Conventionally, cement-based materials (i.e. concrete and the like) having excellent mechanical properties (i.e. compressive strength, bending strength and the like) have been developed.
For example, in the “Claims” of Japanese Patent Publication No. 59182/1985, a hydraulic composite material which includes “inorganic solid particles A” having a diameter of 50 Å to 0.5 μm (for example, silica dust particles), “solid particles B” having a diameter which is 0.5 to 100 μm and which is larger than that of “particles A” at least by one order (for example, particles including at least 20 weight % of portland cement), a surface-activating dispersant (for example, a concrete superplasticizer such as a highly condensed naphthalene sulfonic acid/formaldehyde condensate), and an “additional material C” (for example, at least one selected from the group consisting of sand, stone, metallic fibers and the like).
The hydraulic composite material described in this gazette has compressive strength of at least 100 MPa after hardening and has excellent mechanical properties (see Table 1 in the sixty-third column in page 32 of the gazette).
Generally, a cement composition (for example, concrete and the like) having excellent mechanical properties (i.e. compressive strength, bending strength and the like) as described in the above-mentioned gazette has the following advantages.
(a) When a building or the like is constructed by using the cement composition having excellent mechanical properties in a method of cast-in-place, concrete layers can be thin. Thus the reduction of the amount of concrete, the saving of labor, the cost reduction, the increase of available space and the like can be achieved.
(b) When a precast member is produced by using the cement composition having excellent mechanical properties, the precast member can be thin. Thus the weight reduction, the easiness of transportation and construction, and the like can be achieved.
(c) Wear resistance, durability against neutralization or creeping, and the like can be improved.
The hydraulic composite material described in the above-mentioned Japanese Patent Publication No. 59182/1985 can be preferably used in view of the advantages (a)-(c).
However, it is further desired that a self-filling property is achieved in addition to the properties of the hydraulic composite material described in the above-mentioned gazette.
Namely, when a building or the like is constructed in a method of cast-in-place, or when a precast member is produced, it is advantageous that a hydraulic composite material having excellent fluidity and material separation resistance (namely, a hydraulic composite material having a self-filling property) is used in view of the reduction of the time required for casting a hydraulic composition such as concrete and the like, and the reduction of the time required for applying vibration to the concrete or the like after casting.
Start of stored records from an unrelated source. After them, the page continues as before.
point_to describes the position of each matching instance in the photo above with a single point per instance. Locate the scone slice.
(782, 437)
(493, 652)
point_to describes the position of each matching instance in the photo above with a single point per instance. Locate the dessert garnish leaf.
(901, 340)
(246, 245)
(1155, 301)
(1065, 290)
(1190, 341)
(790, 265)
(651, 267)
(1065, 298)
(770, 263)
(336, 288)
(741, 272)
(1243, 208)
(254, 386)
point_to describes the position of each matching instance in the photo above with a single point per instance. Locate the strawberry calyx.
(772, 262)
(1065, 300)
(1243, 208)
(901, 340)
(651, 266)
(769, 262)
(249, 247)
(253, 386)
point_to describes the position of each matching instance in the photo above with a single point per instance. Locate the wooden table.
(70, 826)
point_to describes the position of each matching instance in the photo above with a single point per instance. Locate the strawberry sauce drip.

On this point, it is difficult to improve both the properties before hardening such as fluidity and material separation resistance, and the mechanical properties after hardening such as compressive strength, bending strength and the like simultaneously with regard to the hydraulic composite material disclosed in the above-mentioned Japanese Patent Publication No. 59182/1985. For example, when compressive strength over 130 MPa is desired, or when fibers are blended for improving bending strength, the ratio of water/binding material must be no larger than 0.20. Thus the fluidity lowers, and a self-filling property cannot be achieved. On the other hand, when a self-filling property is attempted to be obtained, the ratio of water/binding material, and the amount of a water reducing agent increase so greatly that it is difficult to express compressive strength over 130 MPa.